In 1991, he purchased a 120-acre abandoned farm in the Delaware County village of Hobart as a weekend getaway. In 2003, however, after 24 years of city living, he decided to strike out on his own. “Getting to work for the rich and famous was wonderful,” Houshmand says. “But by then I really needed to get out of New York.” Felling an old, dead maple tree on the farm inspired him to begin making furniture in his barn from locally harvested wood; soon afterward, he relocated upstate to launch his eponymous company full-time. Today, the operation employs 20 people, occupies 900 acres that include a state-of-the-art workshop and several other buildings, and maintains a 5,000-square-foot SoHo showroom.
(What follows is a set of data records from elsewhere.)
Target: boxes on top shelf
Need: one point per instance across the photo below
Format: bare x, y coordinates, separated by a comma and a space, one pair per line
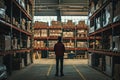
55, 32
98, 23
82, 44
99, 4
28, 26
92, 7
68, 34
107, 15
117, 11
28, 9
56, 23
81, 24
5, 42
40, 24
68, 24
2, 9
2, 4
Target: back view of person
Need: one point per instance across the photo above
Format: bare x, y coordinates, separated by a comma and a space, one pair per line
59, 52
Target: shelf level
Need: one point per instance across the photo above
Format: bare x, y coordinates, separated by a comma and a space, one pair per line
100, 9
51, 49
14, 51
14, 27
110, 26
22, 9
40, 38
110, 53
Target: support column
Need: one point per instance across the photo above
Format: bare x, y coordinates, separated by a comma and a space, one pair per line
58, 15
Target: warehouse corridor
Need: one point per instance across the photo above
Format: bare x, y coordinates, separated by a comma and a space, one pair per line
74, 69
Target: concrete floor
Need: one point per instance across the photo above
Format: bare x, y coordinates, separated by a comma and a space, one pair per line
44, 69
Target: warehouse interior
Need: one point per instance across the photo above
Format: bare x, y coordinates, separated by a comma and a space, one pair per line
90, 30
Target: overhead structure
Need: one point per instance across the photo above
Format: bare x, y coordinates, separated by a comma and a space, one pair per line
64, 7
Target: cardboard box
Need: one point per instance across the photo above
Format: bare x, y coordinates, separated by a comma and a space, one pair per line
5, 42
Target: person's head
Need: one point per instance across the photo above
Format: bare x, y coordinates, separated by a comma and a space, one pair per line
59, 39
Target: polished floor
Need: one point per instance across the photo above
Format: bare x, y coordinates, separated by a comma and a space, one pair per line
44, 69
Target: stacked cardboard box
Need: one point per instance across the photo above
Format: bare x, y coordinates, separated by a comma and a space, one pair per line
81, 24
28, 26
52, 43
82, 44
39, 44
56, 23
43, 33
5, 42
81, 33
7, 18
23, 24
107, 16
28, 9
68, 34
40, 24
117, 11
55, 32
69, 44
28, 42
92, 8
2, 9
69, 24
14, 43
117, 72
36, 33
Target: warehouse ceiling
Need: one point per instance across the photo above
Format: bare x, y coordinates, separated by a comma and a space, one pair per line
61, 7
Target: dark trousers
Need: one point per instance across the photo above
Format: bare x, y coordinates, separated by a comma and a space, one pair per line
59, 59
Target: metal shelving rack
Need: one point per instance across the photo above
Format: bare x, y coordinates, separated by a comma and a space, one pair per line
72, 28
15, 10
104, 58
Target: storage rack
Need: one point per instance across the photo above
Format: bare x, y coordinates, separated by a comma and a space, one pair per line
48, 38
16, 28
102, 53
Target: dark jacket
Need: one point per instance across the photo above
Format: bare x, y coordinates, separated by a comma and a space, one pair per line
59, 49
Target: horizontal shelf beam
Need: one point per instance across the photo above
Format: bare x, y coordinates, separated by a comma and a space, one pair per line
105, 52
14, 51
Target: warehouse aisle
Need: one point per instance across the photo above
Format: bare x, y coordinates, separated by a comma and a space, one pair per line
45, 71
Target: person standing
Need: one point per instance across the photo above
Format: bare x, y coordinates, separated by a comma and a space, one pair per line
59, 49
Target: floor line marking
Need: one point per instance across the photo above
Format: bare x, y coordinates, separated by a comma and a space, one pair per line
81, 75
48, 73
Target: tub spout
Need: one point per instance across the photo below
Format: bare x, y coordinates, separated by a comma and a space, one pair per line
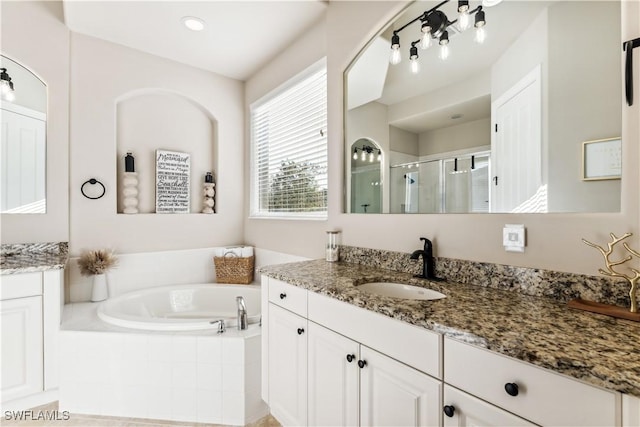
221, 326
242, 314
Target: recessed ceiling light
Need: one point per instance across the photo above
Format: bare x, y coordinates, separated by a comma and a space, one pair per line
193, 23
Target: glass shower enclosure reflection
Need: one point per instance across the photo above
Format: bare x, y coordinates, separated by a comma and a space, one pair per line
450, 185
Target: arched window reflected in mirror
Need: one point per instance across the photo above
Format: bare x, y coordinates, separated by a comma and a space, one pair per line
366, 177
24, 126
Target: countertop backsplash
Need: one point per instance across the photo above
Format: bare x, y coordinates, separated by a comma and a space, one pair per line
31, 257
556, 285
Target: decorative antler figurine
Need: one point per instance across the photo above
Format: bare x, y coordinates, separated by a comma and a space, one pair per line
633, 280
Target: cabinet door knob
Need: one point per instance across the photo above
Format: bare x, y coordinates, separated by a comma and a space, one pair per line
511, 389
449, 410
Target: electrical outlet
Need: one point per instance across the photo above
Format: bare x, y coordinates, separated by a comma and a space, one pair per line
513, 237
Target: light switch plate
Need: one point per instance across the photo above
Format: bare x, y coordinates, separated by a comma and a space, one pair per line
513, 237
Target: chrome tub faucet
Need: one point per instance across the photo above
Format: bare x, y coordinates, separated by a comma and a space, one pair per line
242, 314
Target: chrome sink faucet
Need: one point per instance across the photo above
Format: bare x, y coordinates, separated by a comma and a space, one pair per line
428, 266
242, 314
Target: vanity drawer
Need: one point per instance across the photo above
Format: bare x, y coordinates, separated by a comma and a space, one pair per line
409, 344
288, 296
20, 285
541, 396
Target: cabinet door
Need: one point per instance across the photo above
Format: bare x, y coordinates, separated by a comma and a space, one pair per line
463, 410
287, 366
393, 394
22, 357
333, 378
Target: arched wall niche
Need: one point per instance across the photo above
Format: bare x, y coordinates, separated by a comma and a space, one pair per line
157, 119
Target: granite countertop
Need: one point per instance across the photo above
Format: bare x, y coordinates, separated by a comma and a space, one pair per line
32, 257
597, 349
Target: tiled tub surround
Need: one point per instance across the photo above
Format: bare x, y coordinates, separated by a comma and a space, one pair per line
32, 257
195, 376
596, 349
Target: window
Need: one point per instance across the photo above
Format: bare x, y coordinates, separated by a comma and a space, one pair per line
289, 149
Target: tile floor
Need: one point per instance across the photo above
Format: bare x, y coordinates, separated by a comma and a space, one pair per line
77, 420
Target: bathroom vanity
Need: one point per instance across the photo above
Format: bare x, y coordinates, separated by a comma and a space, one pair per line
31, 297
336, 355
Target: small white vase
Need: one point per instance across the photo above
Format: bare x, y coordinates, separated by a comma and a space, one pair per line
99, 292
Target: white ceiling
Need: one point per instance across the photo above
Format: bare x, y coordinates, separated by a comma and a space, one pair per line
239, 36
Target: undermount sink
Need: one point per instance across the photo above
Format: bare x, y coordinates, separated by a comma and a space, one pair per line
400, 290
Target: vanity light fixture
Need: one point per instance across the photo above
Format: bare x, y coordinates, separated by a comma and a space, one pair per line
193, 23
6, 86
395, 49
434, 26
444, 45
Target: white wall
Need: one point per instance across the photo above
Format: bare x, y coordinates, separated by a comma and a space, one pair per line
574, 80
104, 73
553, 239
34, 35
403, 141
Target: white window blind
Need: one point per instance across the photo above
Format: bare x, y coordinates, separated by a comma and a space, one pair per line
289, 150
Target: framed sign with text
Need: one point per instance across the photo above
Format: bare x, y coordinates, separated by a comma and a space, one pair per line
173, 172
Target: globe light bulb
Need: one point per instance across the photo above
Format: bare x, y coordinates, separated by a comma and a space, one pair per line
426, 41
395, 57
464, 20
415, 66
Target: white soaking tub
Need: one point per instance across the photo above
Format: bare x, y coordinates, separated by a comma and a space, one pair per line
159, 358
181, 308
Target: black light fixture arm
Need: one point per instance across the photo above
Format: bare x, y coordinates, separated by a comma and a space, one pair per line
628, 46
421, 17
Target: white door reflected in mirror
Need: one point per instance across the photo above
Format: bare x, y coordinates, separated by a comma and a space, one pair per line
473, 105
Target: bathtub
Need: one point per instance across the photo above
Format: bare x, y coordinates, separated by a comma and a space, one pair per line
181, 308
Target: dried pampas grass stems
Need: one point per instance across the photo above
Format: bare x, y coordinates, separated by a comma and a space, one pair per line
96, 262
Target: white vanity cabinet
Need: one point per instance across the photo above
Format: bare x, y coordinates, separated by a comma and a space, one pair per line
287, 369
350, 384
30, 315
535, 394
328, 363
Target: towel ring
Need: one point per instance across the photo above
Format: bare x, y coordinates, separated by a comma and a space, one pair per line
93, 181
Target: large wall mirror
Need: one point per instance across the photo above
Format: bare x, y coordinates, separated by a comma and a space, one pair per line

Houshmand’s plum projects include the walls and details for Connecticut’s Mohegan Sun casino, Robert DeNiro’s Greenwich Hotel, and other grand spaces around the world. A recent commission is the massive yet delicate ash wood sculpture above the bar in New York’s Nobu Downtown restaurant, for which he collaborated with architect David Rockwell. The piece depicts a swirl of Japanese sumi-e ink. In addition, Houshmand used thin, curved pieces of wood to create cozy “caves” behind the seating on the ground level.
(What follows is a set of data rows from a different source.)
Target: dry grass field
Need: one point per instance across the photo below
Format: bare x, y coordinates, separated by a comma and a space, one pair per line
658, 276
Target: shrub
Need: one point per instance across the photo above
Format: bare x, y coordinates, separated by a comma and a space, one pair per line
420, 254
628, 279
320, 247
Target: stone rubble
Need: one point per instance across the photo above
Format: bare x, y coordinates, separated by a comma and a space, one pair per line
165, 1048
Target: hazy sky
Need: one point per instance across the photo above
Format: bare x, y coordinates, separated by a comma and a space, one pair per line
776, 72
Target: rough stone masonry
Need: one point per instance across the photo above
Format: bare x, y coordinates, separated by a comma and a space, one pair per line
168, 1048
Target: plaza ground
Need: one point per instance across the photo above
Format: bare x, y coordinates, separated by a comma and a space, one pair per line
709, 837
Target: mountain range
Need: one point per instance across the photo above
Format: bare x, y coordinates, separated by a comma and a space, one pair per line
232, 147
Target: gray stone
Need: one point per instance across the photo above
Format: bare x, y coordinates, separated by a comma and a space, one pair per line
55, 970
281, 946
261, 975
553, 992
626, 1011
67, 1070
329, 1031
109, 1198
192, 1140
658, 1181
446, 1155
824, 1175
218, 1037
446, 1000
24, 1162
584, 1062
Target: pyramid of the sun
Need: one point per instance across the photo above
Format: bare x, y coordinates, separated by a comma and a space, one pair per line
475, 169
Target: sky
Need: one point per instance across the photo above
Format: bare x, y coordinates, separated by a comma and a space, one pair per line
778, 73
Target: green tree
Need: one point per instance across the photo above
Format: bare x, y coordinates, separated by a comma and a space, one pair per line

“[Architect] David Rockwell came to me because he wanted to recreate these giant Japanese brushstrokes in wood,” he recalls. “I said, ‘Wouldn’t it be much easier for you to do it in metal?’ and he said, ‘Sure. But I want to do it in wood.’ So we did, and it turned out great.” At one point in the project, says Houshmand, Rockwell said something that both resonated with his own past work and informed his current projects: “God is in the details.”
Houshmand’s goals include expanding Five Elements, his Feng Shui fountain subsidiary, and Soundwall, an offshoot focused on sonic architecture, as well as launching a line of furniture that’s as surprisingly inventive as it is usable. “Before I started doing this, I thought, ‘If I could disguise art and sculpture as functional things, that would be really fun,’” he says. “And it definitely is.”